In some ways, coming to this realization was very freeing for me. It wasn’t easy, but it was freeing. I felt a load lifted from my shoulders that I did not have to carry this heavy burden any longer. I was only responsible for my feelings and my happiness.
As women, we have a strong tendency toward pleasing others. It is how we are wired. But, for the good of our own wellbeing, both emotionally and physically, we must always check the temperature on our “people-pleasing gauge” and make sure it is within a reasonable range.
So, from this day forward, ask yourself two important questions:
- “What do I need?”
- “What do I want?”
For example, you ask yourself, "What do I want?", and you realize you are craving to do some stretching and yoga. But the kids are around, and they want you to spend time with them. So, you all do yoga in the living room. That is a great example of not sacrificing your needs, but still meeting the needs of others.
Raising self-awareness is the beginning of all growth.
Breaking the habit of people-pleasing can be difficult because the mindset is so convenient. Going along with others avoids conflict, decreases the risk of rejection, and we don’t have to spend the time and energy to advocate for ourselves and what we want.
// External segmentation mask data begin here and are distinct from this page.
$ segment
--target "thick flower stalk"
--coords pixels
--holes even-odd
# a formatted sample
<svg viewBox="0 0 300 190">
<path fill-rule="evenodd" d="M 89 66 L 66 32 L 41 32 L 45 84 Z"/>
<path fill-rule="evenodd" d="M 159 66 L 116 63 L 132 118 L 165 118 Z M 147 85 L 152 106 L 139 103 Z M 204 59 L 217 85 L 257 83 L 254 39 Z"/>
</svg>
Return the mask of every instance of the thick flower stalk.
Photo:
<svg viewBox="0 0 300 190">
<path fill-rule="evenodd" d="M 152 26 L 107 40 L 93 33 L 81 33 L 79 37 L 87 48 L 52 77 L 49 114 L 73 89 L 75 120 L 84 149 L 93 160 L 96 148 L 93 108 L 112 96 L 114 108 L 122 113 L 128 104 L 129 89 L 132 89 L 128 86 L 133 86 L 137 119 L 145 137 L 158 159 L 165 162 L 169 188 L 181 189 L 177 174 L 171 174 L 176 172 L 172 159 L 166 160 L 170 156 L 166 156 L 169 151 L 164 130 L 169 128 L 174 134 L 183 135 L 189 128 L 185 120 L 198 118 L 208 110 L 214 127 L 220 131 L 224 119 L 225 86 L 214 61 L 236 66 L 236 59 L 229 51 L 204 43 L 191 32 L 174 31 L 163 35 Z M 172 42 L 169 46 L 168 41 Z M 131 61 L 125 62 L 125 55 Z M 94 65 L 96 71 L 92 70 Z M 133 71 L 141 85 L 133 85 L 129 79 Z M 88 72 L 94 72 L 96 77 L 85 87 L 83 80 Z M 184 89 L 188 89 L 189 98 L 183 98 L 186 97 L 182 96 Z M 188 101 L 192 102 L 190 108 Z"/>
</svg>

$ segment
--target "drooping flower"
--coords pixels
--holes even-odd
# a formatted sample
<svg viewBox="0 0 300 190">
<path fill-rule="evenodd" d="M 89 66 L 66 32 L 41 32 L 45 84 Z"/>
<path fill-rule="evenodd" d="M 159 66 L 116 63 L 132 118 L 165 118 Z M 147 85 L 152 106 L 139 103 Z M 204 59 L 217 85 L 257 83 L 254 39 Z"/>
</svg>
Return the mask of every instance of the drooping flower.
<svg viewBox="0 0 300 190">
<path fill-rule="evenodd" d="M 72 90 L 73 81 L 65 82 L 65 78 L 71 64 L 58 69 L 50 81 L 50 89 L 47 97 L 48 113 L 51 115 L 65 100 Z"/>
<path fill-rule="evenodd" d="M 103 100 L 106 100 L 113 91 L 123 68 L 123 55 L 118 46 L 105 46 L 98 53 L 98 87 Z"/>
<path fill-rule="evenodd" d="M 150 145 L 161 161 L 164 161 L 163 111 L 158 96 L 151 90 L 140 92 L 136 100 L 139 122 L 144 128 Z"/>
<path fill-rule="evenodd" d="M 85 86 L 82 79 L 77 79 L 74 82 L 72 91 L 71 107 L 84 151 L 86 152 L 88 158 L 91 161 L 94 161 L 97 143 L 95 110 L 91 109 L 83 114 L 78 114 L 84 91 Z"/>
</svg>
We never rock the boat, and there is an illusion that everything is in perfect harmony.
Perfect harmony is just an illusion. It’s a mirage that doesn’t really exist.
So, I hope you will learn from my mistakes. Check the temperature on your “people-pleasing gauge” on a daily basis and make sure you are focusing on yourself first. It’s for your own good and for the good of those you love.
Kindness is only kindness if you are also kind to yourself.